Mendagri Tito Nilai Percepatan Jadwal Pilkada 2024 Terlalu Berisiko
Menteri Dalam Negeri (Mendagri) Tito Karnavian mengungkap usulan memajukan jadwal Pilkada 2024 berisiko, terutama buat penyelenggara pemilu.
Sebelumnya, politikus PDIP Kapitra Ampera mendorong pemerintah menerbitkan Peraturan Pemerintah Pengganti Undang-undang (Perppu) untuk mempercepat jadwal pelaksanaan Pilkada 2024 dari semula November 2024 menjadi September atau Februari 2024.
Pilkada serentak pada November 2024 itu sudah diatur dalam Pasal 201 UU No. 10 tahun 2016 tentang Pilkada.
Tito menjelaskan usulan percepatan Pilkada itu sebenarnya kembali kepada kesiapan Komisi Pemilihan Umum (KPU). Pasalnya, lembaga ini akan menggelar Pemilu Presiden, Pemilihan Legislatif, dan Pemilu Kepala Daerah secara bersamaan pada tahun 2024.
"Terserah orang KPU, KPU-nya siap tidak untuk melakukan pemilu nasional, pilpres ditambah dengan semua legislatif itu. Semua itu kompleks sekali, itu saja kompleksnya luar biasa," kata dia, usai menghadiri acara Serah Terima Jabatan (Sertijab) Pejabat (Pj) Gubernur Bali, di Art Center, Denpasar, Bali, Jumat (8/9).
Terlebih, kata Tito, yang merupakan mantan Kapolri, Pilkada 2024 digelar secara bersamaan di 552 daerah di Indonesia.
"Kalau KPU-nya siap, aparat keamanannya semua siap, pemerintah semua siap, kita mungkin menurut saja," ujarnya.
"Tapi sepertinya dampaknya terlalu berat dilaksanakan antara pemilu nasional, legislatif, semua tingkat sampai daerah dilaksanakan lagi Pilkada serentak se-Indonesia (di) 552 (daerah). Itu pertama kali dalam sejarah di tahun 1945 belum pernah."
"Jadi jangan take any risk, pendapat saya, jangan mengambil resiko terlalu tinggi. Itu pertama kali kita mencobanya (pemilu serentak)," sarannya.
Tito pun menyebut wacana itu terbentur ketentuan soal jadwal pada UU Pilkada.

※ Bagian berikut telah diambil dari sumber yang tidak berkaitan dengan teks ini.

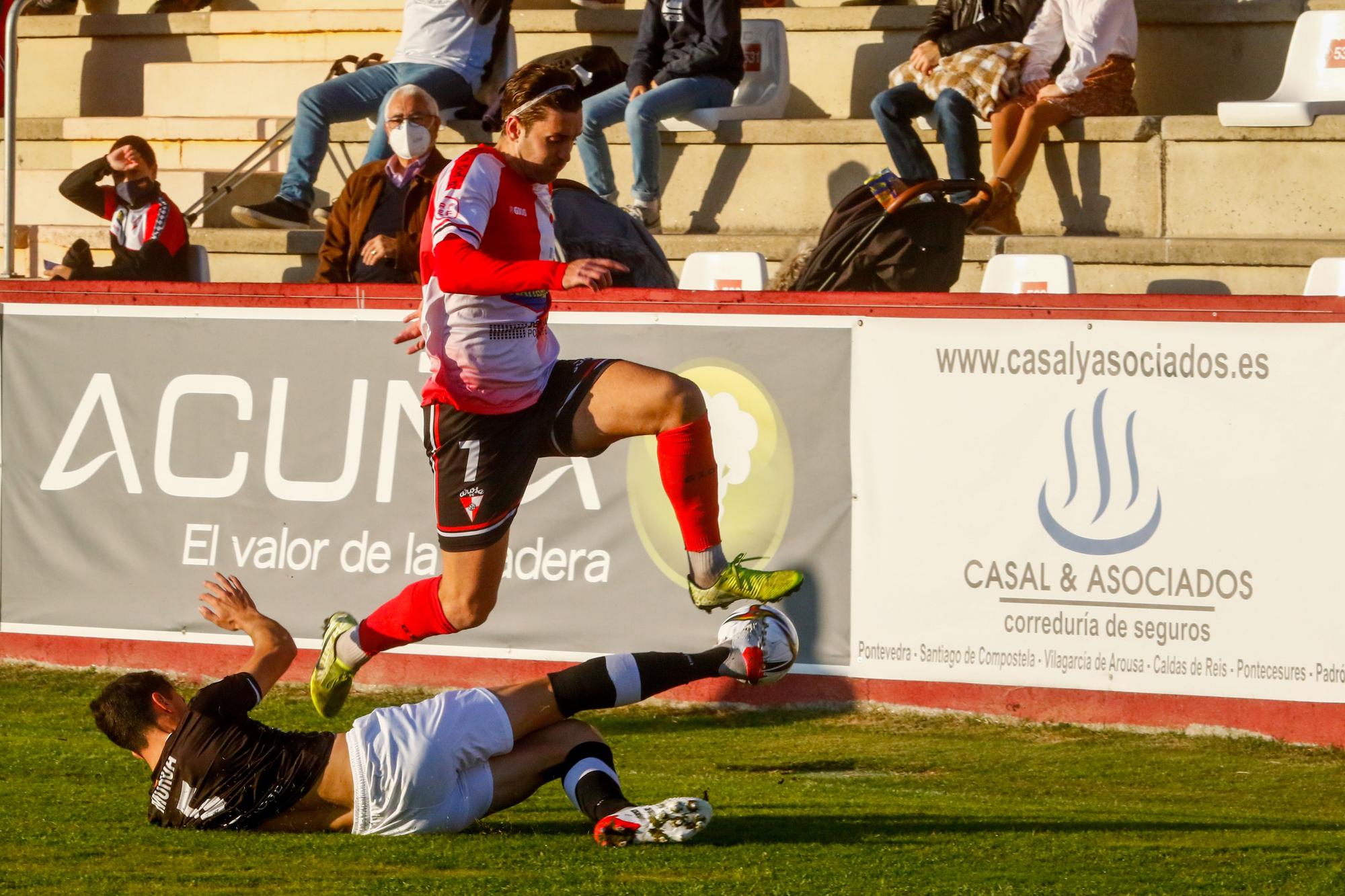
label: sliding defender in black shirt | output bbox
[89,573,760,846]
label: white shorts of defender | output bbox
[346,688,514,836]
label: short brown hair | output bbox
[89,671,174,752]
[500,62,584,126]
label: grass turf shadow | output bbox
[473,813,1342,846]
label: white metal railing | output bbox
[0,0,32,280]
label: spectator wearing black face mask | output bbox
[47,136,188,281]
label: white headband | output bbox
[506,83,574,118]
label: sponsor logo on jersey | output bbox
[149,756,178,813]
[457,487,486,522]
[625,358,794,588]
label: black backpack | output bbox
[790,180,968,292]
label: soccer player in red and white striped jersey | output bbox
[309,63,803,716]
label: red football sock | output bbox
[358,576,457,657]
[658,414,720,551]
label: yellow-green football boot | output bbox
[308,612,359,719]
[686,555,803,612]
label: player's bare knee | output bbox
[551,719,605,751]
[438,585,496,631]
[662,374,705,429]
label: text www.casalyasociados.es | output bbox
[935,341,1270,383]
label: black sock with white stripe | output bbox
[546,740,635,821]
[549,647,729,716]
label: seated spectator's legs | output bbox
[280,65,398,208]
[574,83,631,200]
[366,62,472,165]
[990,102,1025,171]
[927,89,981,202]
[994,101,1075,191]
[621,75,733,202]
[869,81,939,183]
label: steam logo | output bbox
[1037,389,1163,556]
[625,358,794,585]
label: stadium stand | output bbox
[7,0,1345,294]
[659,19,790,130]
[677,251,765,290]
[981,253,1076,294]
[1219,11,1345,128]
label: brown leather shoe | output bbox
[971,180,1022,237]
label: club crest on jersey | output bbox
[457,487,486,522]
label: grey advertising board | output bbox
[0,307,850,665]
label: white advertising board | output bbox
[851,319,1345,702]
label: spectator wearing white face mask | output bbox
[315,85,448,282]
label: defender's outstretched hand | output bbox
[561,258,629,292]
[198,572,299,696]
[393,308,425,355]
[196,572,261,631]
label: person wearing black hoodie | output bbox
[47,136,190,281]
[869,0,1042,202]
[576,0,742,233]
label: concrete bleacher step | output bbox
[10,117,1163,237]
[26,226,1345,296]
[19,116,1345,239]
[19,0,1302,118]
[15,169,280,227]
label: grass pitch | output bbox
[0,665,1345,895]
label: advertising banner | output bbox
[0,304,853,669]
[850,320,1345,702]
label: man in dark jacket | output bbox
[576,0,742,233]
[313,85,448,282]
[872,0,1041,202]
[47,136,188,281]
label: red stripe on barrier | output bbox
[0,633,1345,745]
[7,280,1345,323]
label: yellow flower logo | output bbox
[625,358,794,585]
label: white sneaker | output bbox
[621,199,663,233]
[593,797,714,846]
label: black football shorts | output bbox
[425,358,612,552]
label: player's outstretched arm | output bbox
[198,572,299,697]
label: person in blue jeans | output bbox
[233,0,511,230]
[870,0,1042,203]
[576,0,742,233]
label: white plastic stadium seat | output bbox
[659,19,790,130]
[1303,258,1345,296]
[1219,12,1345,128]
[187,243,210,282]
[981,254,1075,294]
[677,251,765,292]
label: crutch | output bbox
[183,52,383,225]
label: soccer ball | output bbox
[720,604,799,685]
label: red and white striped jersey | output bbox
[102,187,187,255]
[421,147,565,414]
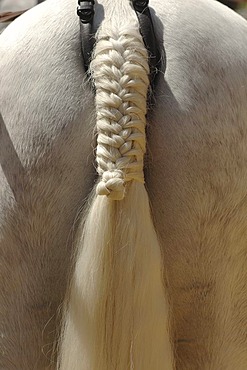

"Kami juga melakukan pendalaman. Kajian dari Kemendagri problemnya satu, yaitu ada Pasal di dalam Undang-undang Nomor 10 Tahun 2016 (tentang Pilkada), itu Pasal 201 Ayat 7 itu, menyatakan hasil pemilihan kepala daerah tahun 2020 berakhir di tahun 2024."
Belum lagi soal proses sengketa pilkada yang diprediksi berlarut-larut dan berpeluang memaksa pemerintah pusat mengisinya lagi dengan penjabat (Pj).
Beberapa kepala daerah yang masa jabatannya selesai sebelum 2024 sejauh ini diisi oleh Pj, termasuk Jawa Barat dan Bali. Mereka akan menjabat hingga 2024.
"Kalau satu bulan tidak selesai karena ada sengketa, penghitungannya belum selesai oleh KPU, dan lain-lain, maka 31 Desember [2024] selesai menjabat, 1 Januari [2025] harus diisi oleh penjabat (Pj) lagi, jumlahnya itu 270 (Pj) yang hasil pemilu KPU 2020, itu 270 daerah sangat banyak nanti Pj," papar Tito.
Sebelumnya, Politikus PDIP Kapitra Ampera mendukung pemerintah menerbitkan Perppu untuk mengubah jadwal pelaksanaan Pilkada 2024.
Kapitra menilai, hal itu merupakan upaya strategi untuk menegaskan keserentakan Pemilu 2024 dan mempercepat pembangunan nasional serta daerah.
"Kita dukung percepatan pelaksanaan Pilkada 2024. Kalau bisa jangan September, tapi di tanggal 14 Februari 2024 Pilkadanya, agar serentak dengan Pileg dan Pilpres," kata Kapitra, Kamis (7/9).